I'd been telling a guy that I know that I was going to buy his mountain bike for some time now. I know nothing of bicycles but I know that this guy is a hard-core bike rider, so I know that he's chosen a good one and taken care of it. I've been wanting to get one for a while just to ride to stay in shape, and he really needed the money so I took it off his hands. Thing is, I haven't ridden a bicycle in at least twenty years, and the last time I did, I had two legs. But what the hell, eh?
I took it out the first day, and I was amazed at how easy the gearing made it to ride up hills in the local neighborhoods. I was a bit wobbly at first--ok, more than a bit--but I managed to get three miles down before my non-bike-riding body told me that it had had about enough of the pedaling and that seat.

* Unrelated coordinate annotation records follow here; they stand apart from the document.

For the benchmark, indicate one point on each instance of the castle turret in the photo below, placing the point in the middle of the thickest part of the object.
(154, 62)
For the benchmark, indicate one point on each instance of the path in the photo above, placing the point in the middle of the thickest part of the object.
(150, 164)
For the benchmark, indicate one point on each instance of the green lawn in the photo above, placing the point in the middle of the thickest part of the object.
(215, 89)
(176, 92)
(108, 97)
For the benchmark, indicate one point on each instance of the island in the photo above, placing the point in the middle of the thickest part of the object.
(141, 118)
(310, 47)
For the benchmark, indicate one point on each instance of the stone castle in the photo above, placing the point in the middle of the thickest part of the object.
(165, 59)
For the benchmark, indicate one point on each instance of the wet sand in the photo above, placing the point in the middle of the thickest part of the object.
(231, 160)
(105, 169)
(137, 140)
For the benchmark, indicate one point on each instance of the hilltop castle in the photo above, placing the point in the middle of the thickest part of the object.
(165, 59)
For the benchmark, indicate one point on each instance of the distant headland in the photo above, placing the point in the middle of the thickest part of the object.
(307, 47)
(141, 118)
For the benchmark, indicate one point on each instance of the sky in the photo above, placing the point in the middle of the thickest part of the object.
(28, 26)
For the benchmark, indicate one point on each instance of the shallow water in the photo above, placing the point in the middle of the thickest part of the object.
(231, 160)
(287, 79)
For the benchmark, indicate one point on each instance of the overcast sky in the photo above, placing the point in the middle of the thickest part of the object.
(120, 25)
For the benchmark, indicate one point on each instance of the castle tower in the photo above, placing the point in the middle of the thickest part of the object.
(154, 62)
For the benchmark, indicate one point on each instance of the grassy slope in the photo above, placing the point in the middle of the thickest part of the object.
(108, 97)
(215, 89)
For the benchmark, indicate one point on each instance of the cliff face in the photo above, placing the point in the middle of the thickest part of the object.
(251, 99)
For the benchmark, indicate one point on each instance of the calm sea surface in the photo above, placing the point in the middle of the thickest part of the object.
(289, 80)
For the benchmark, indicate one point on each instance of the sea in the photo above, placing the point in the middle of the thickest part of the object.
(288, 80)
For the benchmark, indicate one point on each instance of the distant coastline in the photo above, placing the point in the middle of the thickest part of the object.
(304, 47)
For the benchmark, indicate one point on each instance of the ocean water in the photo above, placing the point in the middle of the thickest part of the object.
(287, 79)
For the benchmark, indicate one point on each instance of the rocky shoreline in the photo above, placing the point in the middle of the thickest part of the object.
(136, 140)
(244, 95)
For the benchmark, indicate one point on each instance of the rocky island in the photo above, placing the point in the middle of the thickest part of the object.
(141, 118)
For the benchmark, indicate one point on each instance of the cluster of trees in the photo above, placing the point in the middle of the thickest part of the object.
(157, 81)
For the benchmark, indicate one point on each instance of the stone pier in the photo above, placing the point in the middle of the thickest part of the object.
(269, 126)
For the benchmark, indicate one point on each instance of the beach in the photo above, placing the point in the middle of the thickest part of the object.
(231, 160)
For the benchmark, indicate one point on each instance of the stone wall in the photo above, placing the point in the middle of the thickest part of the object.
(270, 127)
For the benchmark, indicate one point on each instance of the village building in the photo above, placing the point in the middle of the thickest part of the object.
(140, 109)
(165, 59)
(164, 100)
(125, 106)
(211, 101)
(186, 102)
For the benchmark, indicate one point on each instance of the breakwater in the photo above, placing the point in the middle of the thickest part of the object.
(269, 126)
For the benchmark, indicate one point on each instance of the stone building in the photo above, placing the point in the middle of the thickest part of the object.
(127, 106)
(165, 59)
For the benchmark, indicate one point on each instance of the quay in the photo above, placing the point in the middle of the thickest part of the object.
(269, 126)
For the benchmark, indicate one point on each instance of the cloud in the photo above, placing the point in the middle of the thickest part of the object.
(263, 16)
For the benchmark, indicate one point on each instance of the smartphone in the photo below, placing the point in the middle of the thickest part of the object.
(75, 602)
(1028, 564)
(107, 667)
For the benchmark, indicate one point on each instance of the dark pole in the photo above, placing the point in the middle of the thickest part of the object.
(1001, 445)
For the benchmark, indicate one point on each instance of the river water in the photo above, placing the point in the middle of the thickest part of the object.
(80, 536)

I gave it a day and took it out again yesterday for a bit longer ride. B y the end of that one, I was feeling pretty comfortable with it.
So today was the first "real" ride. I took it to Harpers Ferry and got it onto the C&O Canal towpath. Then I headed east along the Potomac River, riding it to Brunswick, Maryland, six miles away.
As it was a nice day, the towpath had quite a number of bike riders, runners and walkers on it. I quickly learned to call out to everyone that I approached that I'd be passing on the left. I also noticed that 19 out of 20 other riders seemed to be wearing bike helmets. OK, the last time I was on a bike, I don't think that the bike helmet had even been invented yet. So what's the deal, and why does everyone seem to have one? It's not a law or something that you have to have one now, is it? Clearly I have much to learn. And I guess I need to start wearing the helmet that my friend threw in with the bike.
Here's one of the locks that used to raise and lower the canal boats. This is Lock #31 just west of Brunswick. The old house is where the lock keeper and his family used to live.
I made it into Brunswick in about half an hour...not bad for someone who hasn't ridden a bike in a ton of years. I had lunch at as little restaurant where everyone seemed to know each other--and one was actually named "Bubba"--and then I rode back, making the return trip in 28 minutes.
This is the view of the towpath and canal remnants approaching the Harpers Ferry trestle. It's amazing to think that the entire canal was dug by hand and all those rocks were put in place the same way, and that it was done over 184 miles from Cumberland, MD to Washington, DC, mostly by indentured workers and rented slaves.
Total miles ridden today: Twelve. I like this bike, and I think I'm going to like riding it. The only downside to the day was being here at Harpers Ferry without Lagniappe. We've always walked or run the towpath together and it kind of felt like I was cheating on him being out here by myself. But I know that I've got to stay fit and the only way to do it is to keep exercising. Much as I liked the bike ride though, it just wasn't the same without my buddy.
Here he is, back at the Lair, laying on the deck and surveying his realm...and probably wondering when he's going to get another biscuit or dish of ice cream.